What are the new findings?

  • Although overall mortality in Agricultural Health Study participants (a cohort of farmers and their spouse and commercial pesticide applicators) was lower than expected, elevated mortality from some specific natural/non-accidental causes was observed using the causal mortality ratio (CMR) and relative SMR (rSMR) approaches.

How might this impact on policy or clinical practice in the foreseeable future?

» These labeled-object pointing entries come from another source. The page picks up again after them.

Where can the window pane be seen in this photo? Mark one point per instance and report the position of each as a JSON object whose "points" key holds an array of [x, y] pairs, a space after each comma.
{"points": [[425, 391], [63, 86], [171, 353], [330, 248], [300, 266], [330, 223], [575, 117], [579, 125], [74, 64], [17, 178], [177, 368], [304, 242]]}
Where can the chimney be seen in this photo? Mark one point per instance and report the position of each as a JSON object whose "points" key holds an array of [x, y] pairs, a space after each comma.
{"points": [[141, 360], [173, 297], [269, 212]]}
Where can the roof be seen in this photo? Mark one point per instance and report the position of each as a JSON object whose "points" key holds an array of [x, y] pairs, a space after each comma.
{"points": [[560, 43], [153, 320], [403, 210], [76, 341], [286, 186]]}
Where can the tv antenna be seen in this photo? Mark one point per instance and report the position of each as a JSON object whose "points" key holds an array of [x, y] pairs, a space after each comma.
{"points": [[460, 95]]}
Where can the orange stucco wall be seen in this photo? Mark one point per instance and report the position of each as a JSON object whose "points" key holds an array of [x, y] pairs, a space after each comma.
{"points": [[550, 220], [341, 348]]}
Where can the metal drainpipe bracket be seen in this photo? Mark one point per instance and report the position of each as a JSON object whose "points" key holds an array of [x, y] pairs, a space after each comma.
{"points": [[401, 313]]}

  • Studies using the SMR approach may underestimate mortality in farming populations. Our findings support the value of using other complementary approaches, in addition to traditional SMR, when evaluating mortality in farmers or other occupational cohorts, and suggest the need for methodologic studies to evaluate bias in SMR, CMR, and rSMR analysis under different exposure scenarios.

ACKNOWLEDGEMENT

We would like to thank Stuart Long from Westat for help with data management. The study was approved by the Institutional review boards of the National Institute of Environmental Health Sciences (North Carolina, protocol number 11-E-N196), the National Cancer Institute (Maryland, protocol number OH93-NC-N013), Westat, Inc. (Maryland), the University of Iowa (Iowa), and Battelle Health Sciences (North Carolina). We used AHS data release AHSREL201706.00 for the analysis.

FUNDING

This work was supported by the Intramural Research Program of the National Institute of Health, National Institute of Environmental Health Sciences (Z01-ES-049030) and National Cancer Institute (Z01-CP-010119).

Footnotes

DATA SHARING STATEMENT

Requests for data, including the data used in this manuscript, are welcome as described on the Study Website (https://www.aghealth.nih.gov/collaboration/process.html). Data requests may be made directly at www.aghealthstars.com; registration is required. The Agricultural Health Study is an ongoing prospective study. The data sharing policy was developed to protect the privacy of study participants and is consistent with study informed consent documents as approved by the NIH Institutional Review Board. Dr. Dale Sandler is the NIEHS Principal Investigator of the Agricultural Health Study and is responsible for ensuring participant safety and privacy.

COMPETING FINANCIAL INTERESTS

The authors declare they have no actual or potential competing financial interests.